Compare that to 2013, however, and a different picture emerges. Revenue last year was up 26.4 percent from the $582.3 million Heartland reported in 2013. This year's net income was slightly higher than the 70.6 million in profit Heartland enjoyed two years ago.
The decline in fuel prices proved a double-edged sword for carriers and a boon for shippers last year. At Heartland, fuel surcharges fell 46.1 percent last year, or by $78.6 million, to $91.8 million. In the same period, the carrier's fuel expenses plummeted by $95.5 million to $123.7 million, a 43.6 percent drop that helped the trucking operator’s bottom line.
Lower fuel surcharges, however, are stunting the ability of truckers to raise revenue on a year-over-year basis, even when they haul more freight, as J.B. Hunt Transport Services discovered.
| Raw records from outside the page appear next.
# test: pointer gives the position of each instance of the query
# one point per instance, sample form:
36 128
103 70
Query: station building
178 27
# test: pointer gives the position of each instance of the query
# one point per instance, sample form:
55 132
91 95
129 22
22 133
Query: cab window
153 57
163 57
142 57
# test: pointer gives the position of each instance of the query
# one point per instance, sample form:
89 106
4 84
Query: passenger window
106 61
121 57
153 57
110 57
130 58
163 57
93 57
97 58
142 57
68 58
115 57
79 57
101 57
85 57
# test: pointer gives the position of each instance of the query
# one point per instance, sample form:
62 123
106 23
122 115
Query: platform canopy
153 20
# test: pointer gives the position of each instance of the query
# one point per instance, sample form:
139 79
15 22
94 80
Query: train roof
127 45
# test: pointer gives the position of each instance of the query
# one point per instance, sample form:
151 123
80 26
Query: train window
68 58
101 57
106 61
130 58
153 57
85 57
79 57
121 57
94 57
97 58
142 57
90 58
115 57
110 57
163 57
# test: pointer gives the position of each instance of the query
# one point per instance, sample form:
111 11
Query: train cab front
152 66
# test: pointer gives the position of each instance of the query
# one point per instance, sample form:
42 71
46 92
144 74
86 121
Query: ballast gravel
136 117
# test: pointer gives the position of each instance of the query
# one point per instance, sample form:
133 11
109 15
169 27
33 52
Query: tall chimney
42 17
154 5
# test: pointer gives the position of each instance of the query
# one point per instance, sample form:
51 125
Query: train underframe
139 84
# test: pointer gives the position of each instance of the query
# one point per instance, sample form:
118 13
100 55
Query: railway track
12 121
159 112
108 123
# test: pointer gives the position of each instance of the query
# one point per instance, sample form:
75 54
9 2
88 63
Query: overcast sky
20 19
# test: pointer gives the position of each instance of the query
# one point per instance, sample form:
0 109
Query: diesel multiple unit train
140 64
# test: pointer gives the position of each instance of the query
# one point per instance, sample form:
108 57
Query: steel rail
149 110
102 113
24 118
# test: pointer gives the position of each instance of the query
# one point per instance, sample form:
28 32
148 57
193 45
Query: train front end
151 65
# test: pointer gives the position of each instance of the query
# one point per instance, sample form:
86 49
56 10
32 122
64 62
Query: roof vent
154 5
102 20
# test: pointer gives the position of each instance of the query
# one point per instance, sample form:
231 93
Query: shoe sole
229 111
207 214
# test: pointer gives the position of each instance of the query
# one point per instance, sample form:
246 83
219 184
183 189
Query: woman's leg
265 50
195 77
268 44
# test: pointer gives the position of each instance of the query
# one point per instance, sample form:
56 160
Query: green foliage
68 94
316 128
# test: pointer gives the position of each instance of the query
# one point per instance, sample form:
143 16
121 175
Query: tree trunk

The intermodal carrier, the largest U.S. trucking operator after UPS and FedEx, increased revenue only 1 percent in the fourth quarter, after seeing revenue drop in two previous quarters.
Swift Transportation, the largest U.S. truckload carrier, also raised revenue just 1 percent in the quarter, compared with 6 percent in the year-ago quarter, but its CEO declared rumors of a recession “significantly overblown.”
Even with the drop in profitability for the quarter and full year, Heartland Express reported an operating ratio of 84.1 for the quarter, compared with 83.1 in the last quarter of 2014. Heartland has also been spending now to improve performance and profitability later, notably by raising driver wages twice since 2014 and adding 1,500 new Freightliner and International heavy-duty tractors to its fleet last year.
"At the end of 2015 we completed a two year capital investment campaign equating to approximately $182 million net capital reinvestment,” CEO Michael Gerdin said. “We successfully took advantage of a strong used equipment market that has subsequently weakened,” he said, to provide late-model equipment to drivers and customers.
“The significant investment to upgrade our operating fleet during 2015 is expected to allow us the flexibility to operate efficiently with our current fleet or take advantage of the changing demand for used revenue equipment during 2016,” Gerdin said in a statement.
The company also eliminated debt left over from its $300 million acquisition of Gordon Trucking in 2013, Stifel Managing Director John G. Larkin said in a Jan. 26 investor note.
The acquisition of Gordon, a Western truckload carrier, made Heartland the 12th-largest truckload carrier in terms of revenue in 2014, according to SJ Consulting Group, ranked just below Knight Transportation. The company is now in a good position to consider “its next accretive acquisition” in 2016, Larkin said.
That’s called banking for the road ahead.